Instantly appetite betrays me, dropping the expression of 'a child tasting lemon for the first time.'



"What's with the face, cutie?" Jimin asks, holding back a snort. I painfully chew the food, observing his face. The snort was threatening to let out of him, but he still tries to maintain his face.



"What the freak is this?" I yell. The spoon drops from my hand on the plate with a clang. Jimin lets out the laugh which he was holding in as I sit there, frustrated.



"Remind me why we are friends again." Crossing my arms on my chest, I utter.



" C'mon, you should eat this. It's healthy." He speaks. Counterfeit motivation strapping his words.



"I hate this, "I speak as my brows creases resembling my irritation. Taking a sip from the smoothie, I get up from the stool, leaving a frowning Jimin.

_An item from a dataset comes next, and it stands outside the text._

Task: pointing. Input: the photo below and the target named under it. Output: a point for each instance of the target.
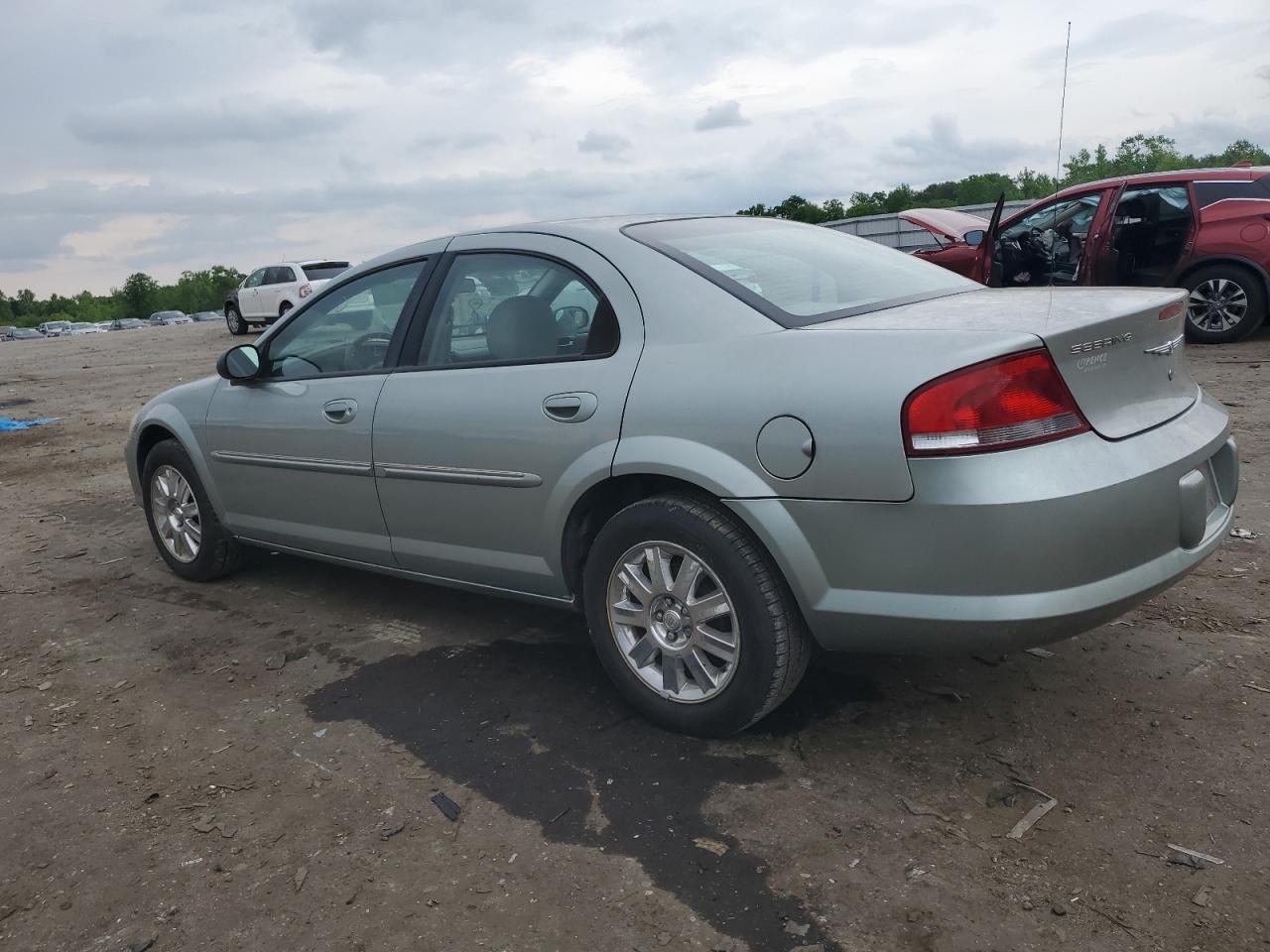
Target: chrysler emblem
(1166, 348)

"Yah! Where are you going?"Jimin asks while I just shoot him a glare. I'm so done with him.



"Shower," I state bitterly before leaving the kitchen.



||



Jimin's P.O.V



A subtle breeze rustles the leaves, attracting them towards the solid concrete one by one discretely. The soft beams of the sun glowing in certain spots of nature, giving them a surreal appearance. The pathway is hidden under the scattered orange and red leaves. The innocent giggles of the children along with the creaking noise of the swing fills the air, flashing memories of my childhood.



This place is no park nor a child care center.



This is the orphanage where I was raised.



It's been a long time since I came here. The desire of coming here was always on my mind but for certain reasons, it remained only a desire at the end of the day. But today I finally set my feet here after a long time. Bittersweet memories of mine are plastered with everything here even though things have changed a lot.




I had been orphaned so young that I had no collection of memories with my biological parents. Maybe it was temporary mercy. Cause if I could remember the warmth of my parents, then it could've been really hard to overcome that. I remember the children living with me used to have a great ability of hope and patience. Whether their parents are dead or basically just abandoned them.



Similar to the princess of fairytale waiting aimlessly for their prince charming.



Simple and lone was the kind of life which I was leading in this orphanage back then. Until at the age of 10, a heavy-hearted couple visited the orphanage. That day was the introduction of a glimpse of parental affection in my life. I was adopted by them. Turns out, they lost their only son when he was a 4-year-old kid. And he was supposed to be around my age back then.



Three years...



 Only three years was the span of time I could experience that bliss. The feeling of being pampered, the celebration of Christmas with family, the momentary joy...all were gone. Until mom and I became the victim of a car accident. Even though I survived the awful accident after weeks of treatment. But unfortunately, my mom couldn't make it.



That was it. I once again regained by lone life like a leech, not letting me go. Distraction was the only thing my dad could think of that he engaged himself in overwork. Alcohol was his other consoling friend whilst I was barely visible to him.



Silly me! Expecting other than that...



I step forward, pushing this vivid evocation in the back of my mind. The subtle warm breeze frolics with her soft hair as soon my eyes spot her. Boredom was apparent in her mood as she minimally shakes her leg. That's one of her stubborn habits on her "break the habit" list.



The inconquestional realization of her exception in my life sometimes meanders randomly in my mind. She's totally different from me. Back then, she was one of the detention-attracting students. Childish pranks and friends were all she surrounded of. I don't even know how I got along with her even though I'm totally opposite of her.



Her pretty face steadily guises crinkles in between her eyebrows as she scrolls through her phone. Hint of pink was creeping through her neck, the more she observes her phone.



Curiosity overlaps me.



Without any second thought, the next moment I snatch the phone out of her grip.